現在、各クリエイターは、2月22日(水)から3月4日(日)まで開催される文化庁メディア芸術祭会期中の成果発表を目指して、制作に取り組んでいます。
発表まで約3カ月となり、スケジュールに焦りを覚えるクリエイターもいるなかで、津島さんの『Phenom of Tranquility』は、ほぼ完成の状況まで制作が進み、11月9日から19日の10日間、個展『凪の静寂に』で展示されていました。そのため、原田大三郎委員のへの進捗報告は、実際の展示を見ながら行われました。

展示は、3つの要素で構成されています。正面には、曲面スクリーンに映されるインスタレーション映像、左側にはフラットディスプレイに映し出されるインタビュー映像。そして、右側には3枚の写真パネルです。

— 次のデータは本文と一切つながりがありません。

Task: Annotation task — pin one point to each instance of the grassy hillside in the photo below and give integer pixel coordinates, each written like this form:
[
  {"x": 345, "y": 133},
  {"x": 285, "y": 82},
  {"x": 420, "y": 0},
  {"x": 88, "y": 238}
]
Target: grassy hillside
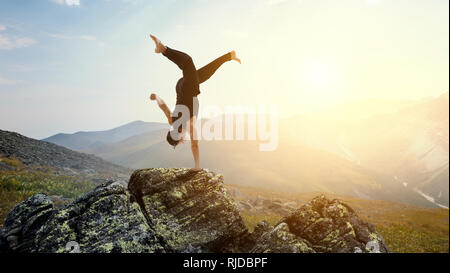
[
  {"x": 405, "y": 228},
  {"x": 20, "y": 182}
]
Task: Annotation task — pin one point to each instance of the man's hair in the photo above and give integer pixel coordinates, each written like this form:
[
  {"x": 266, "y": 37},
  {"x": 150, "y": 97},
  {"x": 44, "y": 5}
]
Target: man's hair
[{"x": 170, "y": 140}]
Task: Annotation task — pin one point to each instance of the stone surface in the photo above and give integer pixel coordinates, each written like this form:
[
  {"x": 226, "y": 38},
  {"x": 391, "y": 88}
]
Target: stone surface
[
  {"x": 177, "y": 210},
  {"x": 190, "y": 210},
  {"x": 332, "y": 226}
]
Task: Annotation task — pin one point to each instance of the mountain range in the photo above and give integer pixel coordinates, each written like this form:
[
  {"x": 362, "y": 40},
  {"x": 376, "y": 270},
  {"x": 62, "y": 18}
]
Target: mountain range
[{"x": 391, "y": 150}]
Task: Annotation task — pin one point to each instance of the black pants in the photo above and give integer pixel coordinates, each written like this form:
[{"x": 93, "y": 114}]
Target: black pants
[{"x": 188, "y": 86}]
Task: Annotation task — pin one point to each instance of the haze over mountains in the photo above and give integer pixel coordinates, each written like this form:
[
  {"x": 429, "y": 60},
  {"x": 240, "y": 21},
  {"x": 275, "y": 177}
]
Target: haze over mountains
[
  {"x": 88, "y": 140},
  {"x": 393, "y": 150}
]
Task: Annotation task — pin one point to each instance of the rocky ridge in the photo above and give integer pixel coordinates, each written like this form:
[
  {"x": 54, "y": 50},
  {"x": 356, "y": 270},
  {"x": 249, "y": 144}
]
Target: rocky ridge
[{"x": 177, "y": 210}]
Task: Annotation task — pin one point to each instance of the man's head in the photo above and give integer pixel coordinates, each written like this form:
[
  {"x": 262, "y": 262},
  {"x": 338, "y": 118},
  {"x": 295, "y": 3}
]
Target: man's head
[{"x": 173, "y": 138}]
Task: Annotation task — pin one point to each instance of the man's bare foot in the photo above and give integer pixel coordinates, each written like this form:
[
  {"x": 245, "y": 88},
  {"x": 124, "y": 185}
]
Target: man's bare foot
[
  {"x": 159, "y": 47},
  {"x": 234, "y": 57}
]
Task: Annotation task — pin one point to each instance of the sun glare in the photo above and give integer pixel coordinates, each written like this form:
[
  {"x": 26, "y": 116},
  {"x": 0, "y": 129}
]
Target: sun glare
[{"x": 318, "y": 77}]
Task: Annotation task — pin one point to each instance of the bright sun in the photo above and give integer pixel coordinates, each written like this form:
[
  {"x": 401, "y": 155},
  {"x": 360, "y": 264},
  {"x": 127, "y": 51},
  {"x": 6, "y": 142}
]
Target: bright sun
[
  {"x": 318, "y": 76},
  {"x": 317, "y": 79}
]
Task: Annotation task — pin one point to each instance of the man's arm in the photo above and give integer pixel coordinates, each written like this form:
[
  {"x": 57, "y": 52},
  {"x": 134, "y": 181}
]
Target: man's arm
[
  {"x": 194, "y": 145},
  {"x": 162, "y": 105}
]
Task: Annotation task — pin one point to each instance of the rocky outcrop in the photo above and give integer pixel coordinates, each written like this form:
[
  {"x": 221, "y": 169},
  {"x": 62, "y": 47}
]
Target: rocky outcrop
[
  {"x": 177, "y": 210},
  {"x": 332, "y": 226}
]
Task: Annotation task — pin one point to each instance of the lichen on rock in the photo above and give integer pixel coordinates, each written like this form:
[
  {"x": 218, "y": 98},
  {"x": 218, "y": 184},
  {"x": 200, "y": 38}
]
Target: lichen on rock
[{"x": 178, "y": 210}]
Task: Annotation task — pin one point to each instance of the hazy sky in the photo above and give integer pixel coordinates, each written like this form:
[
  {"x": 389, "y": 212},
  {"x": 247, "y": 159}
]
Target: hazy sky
[{"x": 70, "y": 65}]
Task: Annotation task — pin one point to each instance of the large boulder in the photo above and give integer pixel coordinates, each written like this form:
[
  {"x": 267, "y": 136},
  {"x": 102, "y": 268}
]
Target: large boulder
[
  {"x": 190, "y": 210},
  {"x": 177, "y": 210},
  {"x": 332, "y": 226}
]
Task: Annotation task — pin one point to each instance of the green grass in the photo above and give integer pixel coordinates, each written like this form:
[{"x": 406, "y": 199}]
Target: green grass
[
  {"x": 16, "y": 186},
  {"x": 251, "y": 220},
  {"x": 407, "y": 239},
  {"x": 400, "y": 235}
]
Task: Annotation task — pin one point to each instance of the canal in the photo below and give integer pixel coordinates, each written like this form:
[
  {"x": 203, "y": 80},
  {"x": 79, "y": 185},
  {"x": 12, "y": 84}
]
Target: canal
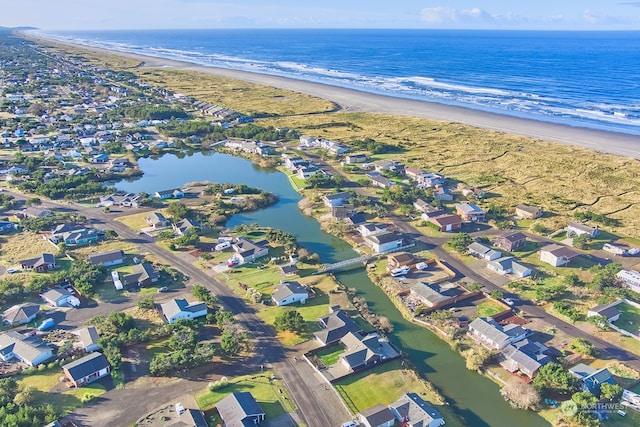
[{"x": 476, "y": 398}]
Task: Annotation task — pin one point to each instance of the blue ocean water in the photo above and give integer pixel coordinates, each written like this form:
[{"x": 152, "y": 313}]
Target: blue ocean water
[{"x": 585, "y": 79}]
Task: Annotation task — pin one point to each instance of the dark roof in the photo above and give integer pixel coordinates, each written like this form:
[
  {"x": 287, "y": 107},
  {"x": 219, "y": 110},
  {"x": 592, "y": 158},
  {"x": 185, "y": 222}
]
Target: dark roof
[
  {"x": 102, "y": 257},
  {"x": 86, "y": 365}
]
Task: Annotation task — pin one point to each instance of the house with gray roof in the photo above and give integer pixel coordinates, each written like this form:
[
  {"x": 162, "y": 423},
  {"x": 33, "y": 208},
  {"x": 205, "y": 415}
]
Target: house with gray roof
[
  {"x": 508, "y": 265},
  {"x": 20, "y": 314},
  {"x": 289, "y": 293},
  {"x": 27, "y": 349},
  {"x": 240, "y": 409},
  {"x": 412, "y": 410},
  {"x": 179, "y": 308},
  {"x": 489, "y": 333},
  {"x": 335, "y": 325},
  {"x": 87, "y": 369}
]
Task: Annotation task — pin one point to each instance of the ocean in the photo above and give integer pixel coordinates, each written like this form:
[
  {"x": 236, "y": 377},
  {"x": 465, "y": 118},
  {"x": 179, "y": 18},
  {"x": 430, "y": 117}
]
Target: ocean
[{"x": 583, "y": 79}]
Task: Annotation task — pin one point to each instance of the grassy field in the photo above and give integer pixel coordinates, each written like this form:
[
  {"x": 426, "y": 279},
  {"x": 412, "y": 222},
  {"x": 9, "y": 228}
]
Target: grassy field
[
  {"x": 270, "y": 394},
  {"x": 386, "y": 384}
]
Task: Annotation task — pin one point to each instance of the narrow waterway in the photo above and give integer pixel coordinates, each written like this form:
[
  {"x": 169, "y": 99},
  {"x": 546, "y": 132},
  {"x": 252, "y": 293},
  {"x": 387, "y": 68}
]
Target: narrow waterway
[{"x": 475, "y": 397}]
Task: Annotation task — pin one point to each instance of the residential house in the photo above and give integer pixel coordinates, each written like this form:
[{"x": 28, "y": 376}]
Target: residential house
[
  {"x": 590, "y": 378},
  {"x": 87, "y": 369},
  {"x": 489, "y": 333},
  {"x": 384, "y": 242},
  {"x": 290, "y": 293},
  {"x": 107, "y": 258},
  {"x": 20, "y": 314},
  {"x": 355, "y": 158},
  {"x": 446, "y": 222},
  {"x": 578, "y": 229},
  {"x": 525, "y": 356},
  {"x": 27, "y": 349},
  {"x": 480, "y": 250},
  {"x": 184, "y": 226},
  {"x": 631, "y": 278},
  {"x": 141, "y": 275},
  {"x": 88, "y": 339},
  {"x": 442, "y": 194},
  {"x": 335, "y": 325},
  {"x": 377, "y": 416},
  {"x": 610, "y": 311},
  {"x": 508, "y": 265},
  {"x": 174, "y": 193},
  {"x": 44, "y": 262},
  {"x": 511, "y": 241},
  {"x": 557, "y": 255},
  {"x": 240, "y": 409},
  {"x": 528, "y": 212},
  {"x": 336, "y": 199},
  {"x": 373, "y": 228},
  {"x": 412, "y": 411},
  {"x": 156, "y": 220},
  {"x": 58, "y": 297},
  {"x": 470, "y": 212},
  {"x": 179, "y": 308},
  {"x": 247, "y": 250}
]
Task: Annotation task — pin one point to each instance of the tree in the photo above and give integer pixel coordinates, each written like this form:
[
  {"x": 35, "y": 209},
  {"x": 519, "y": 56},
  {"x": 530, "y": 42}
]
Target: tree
[
  {"x": 205, "y": 295},
  {"x": 289, "y": 321},
  {"x": 552, "y": 377},
  {"x": 520, "y": 395},
  {"x": 583, "y": 346},
  {"x": 610, "y": 392},
  {"x": 460, "y": 242}
]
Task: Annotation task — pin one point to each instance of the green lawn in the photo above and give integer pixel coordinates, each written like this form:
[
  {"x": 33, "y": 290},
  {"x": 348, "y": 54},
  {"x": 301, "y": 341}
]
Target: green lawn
[
  {"x": 629, "y": 318},
  {"x": 330, "y": 355},
  {"x": 270, "y": 395}
]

展示スペースに合わせて制作された曲面スクリーンには、オランダの風車群などの景色と日本の浜岡原発の景色が左右に対比するように映し出されています。上映されている風景は、津島さんが実際に浜岡、およびオランダで撮影し、編集したものです。インタビュー映像には、風を動力に、まるで生物のように動く立体彫刻作品で知られるオランダのアーティスト、テオ・ヤンセンが登場。インタビューに応じたコメントに、今回の津島さんがつくった作品のコンセプトが込められているということでした。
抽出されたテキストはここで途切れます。